On our way back to the car, we stopped to look at a Common Seal on the sandbank of the outer harbour. It had presumably hauled itself out when the tide was high and was now looking a little stranded at the top of the bank. A large mechanical digger was edging its way towards it – pulling up the sand from along the edge to try to keep the access channel open. Hopefully the seal would be able to get away before it reached it.
We had planned to go along to see the harrier roost at Warham Harbour this afternoon. It seemed like a good way to round off the tour. So with the afternoon getting on we went back to the car and made our way east along the coast road from Wells. As we walked down towards the sea, a flock of tits made its way ahead of us along the hedgerow, making the most of the last hour or so of daylight. We flushed a little party of Redwings, which flew off overhead calling. Perhaps fresh arrivals from Scandinavia, coming here for the winter.
When we arrived at the edge of the saltmarsh, one person we know well, Graeme, was already there. Fortuitously, as it would turn out, we stood next to him. Immediately, he drew our attention to a Peregrine perched on a tangle of dead branches out on the beach. As we got our scopes onto it, a second Peregrine appeared and started mobbing it. Then a ringtail Hen Harrier appeared, much closer than the one we had seen from the other side at Wells Harbour. We got a really good view of this one through the scopes.
A male Hen Harrier had been showing before we arrived and after a while it got up from the ground and flew past us – a striking, ghostly, pale grey bird with contrasting black wing tips. They are really stunning birds and such a shame they are so badly persecuted in this country. There were now a few hardy souls gathered to watch the roost, and a shout from further long the line drew our attention to two Merlins chasing each other across the saltmarsh away to the east. The first surprise of the evening was a Bewick’s Swan which flew west along the edge of the saltmarsh, presumably a fresh arrival from the continent coming in for the winter.
Apart from the swan, it was all much as we had hoped, until Graeme mentioned that he had a smaller, slimmer winged harrier out with one of the ringtail Hen Harriers. He knew what it was going to be, but we got onto it and when it turned we could see the distinctive pale collar and solid dark patch on the side of the neck behind, the so called ‘boa’ – we shouted ‘PALLID HARRIER‘ but at that moment it dropped down into the vegetation and disappeared before the rest of the group could get onto it.

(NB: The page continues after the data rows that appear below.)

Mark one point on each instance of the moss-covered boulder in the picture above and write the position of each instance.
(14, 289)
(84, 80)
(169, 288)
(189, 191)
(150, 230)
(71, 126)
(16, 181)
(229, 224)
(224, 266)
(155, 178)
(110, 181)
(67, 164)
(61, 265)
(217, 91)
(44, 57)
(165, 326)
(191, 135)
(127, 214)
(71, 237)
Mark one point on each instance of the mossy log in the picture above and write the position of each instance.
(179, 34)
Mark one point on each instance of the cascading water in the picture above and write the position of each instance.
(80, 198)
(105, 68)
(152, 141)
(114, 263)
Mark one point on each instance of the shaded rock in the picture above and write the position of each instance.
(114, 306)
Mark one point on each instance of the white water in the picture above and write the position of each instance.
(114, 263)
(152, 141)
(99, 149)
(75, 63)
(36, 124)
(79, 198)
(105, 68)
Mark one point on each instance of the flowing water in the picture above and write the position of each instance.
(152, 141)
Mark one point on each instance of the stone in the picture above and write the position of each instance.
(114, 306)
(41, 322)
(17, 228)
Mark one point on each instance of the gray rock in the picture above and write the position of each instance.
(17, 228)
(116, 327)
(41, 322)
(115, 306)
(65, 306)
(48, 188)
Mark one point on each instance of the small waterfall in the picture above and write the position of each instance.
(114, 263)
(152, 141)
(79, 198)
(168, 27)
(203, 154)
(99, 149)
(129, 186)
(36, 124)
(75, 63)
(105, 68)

There followed a very frustrating 20 or so minutes when neither the Hen Harriers nor the Pallid Harrier were flying. The tension rose as it seemed like the Pallid Harrier might not fly again before dark, until finally all the harriers decided to have a fly round. It was fantastic to see the Pallid Harrier with the Hen Harriers, and at one point it even had a tussle with a ringtail Hen – it was slightly smaller and noticeably slimmer winged, with a more pointed ‘hand’. We could see its plain, pale orangey underparts, as well as the head/neck pattern. Wow! What a great bird to see and such a surprise.
Pallid Harriers breed from Eastern Europe across into Central Asia, wintering in India and Africa. They appear to have spread west in recent years and have been turning up more often in UK, though it is still a rare bird here – it is only the ninth to have been seen in Norfolk! The first of those spent the winter of 2002-03 at the same site, Warham Greens, the only one to have over-wintered in the UK. Lets hope this one sticks around for a while as well.
What a great way to end the weekend. It just goes to show that, however unfavourable the weather may seem, it is still worth going out because anything can, and sometimes does, show up.